I drove back to England, spinning out my return journey with strands of pleasure, for example by visiting Marcel Proust’s fictional childhood home. The town of ‘A la recherche du temps perdu’ (Combray) is Proust’s invention but it also reflects impressions of his childhood visits to Illiers, his father’s birthplace near Chartres. In 1971, the centennial of Proust’s birth, the town smartly changed its name to Illiers-Combray, thus taking its new nominal barrel from a work of fiction. I also stayed in two delightful places on the way, near Limoges and Chateauroux, respectively. Despite its tunnel-vision monocultural motorways, France has not lost its knack of providing outstanding hospitality in discrete and unusual corners.

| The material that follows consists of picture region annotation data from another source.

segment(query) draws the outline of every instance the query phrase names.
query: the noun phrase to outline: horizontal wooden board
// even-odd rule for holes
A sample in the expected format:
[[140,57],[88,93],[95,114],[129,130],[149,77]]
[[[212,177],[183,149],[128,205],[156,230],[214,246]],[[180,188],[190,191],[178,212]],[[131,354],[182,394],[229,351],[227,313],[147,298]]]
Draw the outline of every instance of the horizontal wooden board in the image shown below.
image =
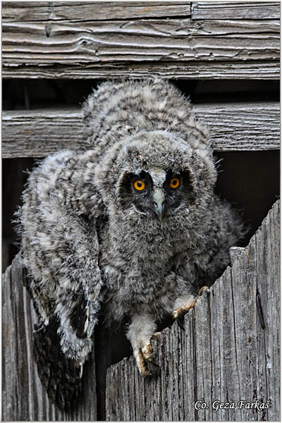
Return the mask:
[[278,79],[278,4],[224,3],[4,2],[2,75]]
[[11,66],[279,60],[278,21],[189,19],[90,23],[3,23],[2,61]]
[[193,1],[192,19],[279,19],[279,1]]
[[140,376],[133,357],[108,369],[107,421],[280,421],[279,223],[278,201],[184,330],[152,340],[159,374]]
[[278,80],[276,61],[205,61],[136,63],[83,63],[56,66],[6,66],[2,75],[13,78],[106,79],[111,78],[160,76],[167,79]]
[[189,1],[4,1],[3,22],[190,16]]
[[[194,109],[209,126],[216,151],[279,149],[278,102],[197,104]],[[63,148],[86,147],[79,109],[2,113],[4,158],[43,157]]]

However, the odds have lengthened for such serendipities. Proprietors are struggling to find staff, according to the rows of closed hotels and silent restaurants in almost every small town I passed through. I reluctantly found and booked hotels online, jeopardising my penchant for travelling through France by ear, on a wing, prayer, and the hoof. Nevertheless I suffered an unexpected puncture while on the very last lap of my return journey but immediately found a garage around the corner where a man cheerfully and efficiently replaced the tyres in a trice for a quarter of the price I had expected.